Lazy Reading for 2011/04/13
Get out your wallet! I encourage purchasing here.
- You should buy a SSD. Not necessarily news to you, but that article does a good job of summarizing why.
- On the other hand, SSD prices are already on their way up/availability is way down. Japan’s disasters are having a ripple effect through the high-tech supply chain. Either buy immediately or get ready to wait for a while…
- Introduction to Architecting Systems for Scale – you either don’t care, or find scaling questions immediately engaging. I am one of the latter, so here’s the link.
- I’ve been watching pkgsrc-changes@netbsd.org for a little while. One thing I’ve discovered: there’s a lot of updates going on! Another thing that’s nice to see: DragonFlyupdates, including ones that help with our move to gcc 4.4.
- Aw, no more Kermit. (via) Not that I have a use for it at this point, but still: aww. I bet in about 10 years I’ll say the same thing about… gopher? Remember that? It’s not even supported in Firefox 4 now, which kinda makes me feel sad. And old.
- Server plans: Facebook vs. Google. (warning: Facebook article is somewhat giddy.)
- The infinite hard drive. (via I lost it, sorry)
Here’s an extra little thing: next time you’re dealing with dusty computer equipment, remember this picture:
That is what happens to an exposed RJ45 port after a few years in a salt mine (my employer). This was inside an enclosed, mostly-sealed structure, too.
Next release April 23rd
Branch tomorrow, release in 2 weeks. There’s a ton of new features for 2.10, so this will be a fun release. I’m trying to get pkgsrc-2011Q1 packages built for 2.10 ahead of time, too.
pkgsrc-2011Q1 details
I already noted that the quarterly release is out, but the pkgsrc-2011Q1 release announcement is available now. There’s good reasons to link to it – the list of updated packages, new packages, and credits for the work people have been doing. Here’s the part I really want to pick out:
We’re aiming to make this the last branch to support non-DESTDIR packages. We have almost finished the transition to DESTDIR installation, where a staging directory is used to make a binary package, which is then managed by the pkg_install tools.
The reason I’m highlighting this is: it’s good news! One of the long-term complaints with pkgsrc is that the upgrade process is painful. If you try to build an upgrade and the build processfails after uninstalling the existing package, not only are you not getting the upgrade, but you’ve lost the existing package. Binary packages for download helps with this (and generally is faster), but only so many packages can be built separately and made available for download.
Building a package separately and then installing from there removes these issues. No binary redistribution issues, actual downtime is minimal, and the package is known to work when an upgrade happens. This removes most of the problems I’ve heard raised about pkgsrc over the years.
pkgsrc-2011Q1 tagged
It’s tagged, though there’s no release announcement yet.

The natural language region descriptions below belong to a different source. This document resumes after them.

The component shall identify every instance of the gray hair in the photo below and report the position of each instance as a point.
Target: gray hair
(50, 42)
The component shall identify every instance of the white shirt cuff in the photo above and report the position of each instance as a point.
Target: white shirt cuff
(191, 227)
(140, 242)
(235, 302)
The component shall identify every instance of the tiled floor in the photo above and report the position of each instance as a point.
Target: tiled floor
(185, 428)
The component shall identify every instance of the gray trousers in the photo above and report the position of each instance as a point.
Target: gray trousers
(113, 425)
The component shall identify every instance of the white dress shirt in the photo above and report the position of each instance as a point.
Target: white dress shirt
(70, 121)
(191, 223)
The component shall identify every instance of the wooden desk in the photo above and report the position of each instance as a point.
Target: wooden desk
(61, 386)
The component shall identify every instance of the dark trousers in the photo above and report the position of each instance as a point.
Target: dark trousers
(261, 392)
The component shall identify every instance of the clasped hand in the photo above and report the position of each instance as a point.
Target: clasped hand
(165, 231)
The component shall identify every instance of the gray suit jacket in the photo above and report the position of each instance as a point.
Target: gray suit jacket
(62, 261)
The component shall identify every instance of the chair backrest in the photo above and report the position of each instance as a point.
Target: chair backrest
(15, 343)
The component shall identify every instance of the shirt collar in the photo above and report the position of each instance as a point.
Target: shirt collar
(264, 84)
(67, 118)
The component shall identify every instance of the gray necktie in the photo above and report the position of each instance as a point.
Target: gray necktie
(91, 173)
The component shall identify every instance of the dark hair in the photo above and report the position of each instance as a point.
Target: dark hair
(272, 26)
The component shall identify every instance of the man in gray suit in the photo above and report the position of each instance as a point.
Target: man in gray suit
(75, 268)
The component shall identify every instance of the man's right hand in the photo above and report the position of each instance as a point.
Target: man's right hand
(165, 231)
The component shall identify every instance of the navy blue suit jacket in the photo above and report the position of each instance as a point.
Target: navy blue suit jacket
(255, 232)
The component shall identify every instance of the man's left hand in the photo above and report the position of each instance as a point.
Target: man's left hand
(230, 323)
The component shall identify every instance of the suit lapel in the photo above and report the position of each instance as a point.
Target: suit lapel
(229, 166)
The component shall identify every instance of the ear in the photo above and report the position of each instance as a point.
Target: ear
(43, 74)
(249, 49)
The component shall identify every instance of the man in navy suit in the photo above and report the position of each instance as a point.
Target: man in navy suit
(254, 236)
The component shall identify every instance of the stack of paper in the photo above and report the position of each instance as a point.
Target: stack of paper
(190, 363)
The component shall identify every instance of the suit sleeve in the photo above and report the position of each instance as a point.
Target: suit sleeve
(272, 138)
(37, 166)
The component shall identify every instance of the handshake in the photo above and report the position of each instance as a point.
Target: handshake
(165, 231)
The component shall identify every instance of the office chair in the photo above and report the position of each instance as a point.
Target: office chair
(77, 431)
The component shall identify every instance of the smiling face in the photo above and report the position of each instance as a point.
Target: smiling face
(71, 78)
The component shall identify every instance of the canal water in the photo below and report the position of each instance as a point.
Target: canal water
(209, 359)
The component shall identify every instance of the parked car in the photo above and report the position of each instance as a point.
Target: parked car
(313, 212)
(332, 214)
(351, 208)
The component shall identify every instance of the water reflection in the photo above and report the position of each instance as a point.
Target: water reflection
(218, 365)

Working on building binaries starting tonight…
Pkgsrc packages possibly pruned
There’s a number of pkgsrc packages that have a combination of security vulnerabilites and lack of updates for more than a year which is placing them on the chopping block. (Follow the discussion to see which ones make it off the list.) The removals will happen after the next branch, pkgsrc-2011Q1, which is itself due in two days.
Last-minute pkgsrc progress
As already mentioned on this Digest, the freeze for the next quarterly release of pkgsrc, pkgsrc-2011Q1, has started. I’ve also completed several bulk builds of pkgsrc-2010Q4 and pkgsrc-current using DragonFly system with GCC 4.4. Francois Tigeot has very kindly gone out of his way to get some of the (relatively few) broken packages listed in those builds to be fixed.
Pkgsrc freeze starts tomorrow
As noted in announcements, pkgsrc is entering a 10-day freeze period starting tomorrow. If everything goes to plan, the next quarterly release of pkgsrc, 2011Q1, will be released April 3rd.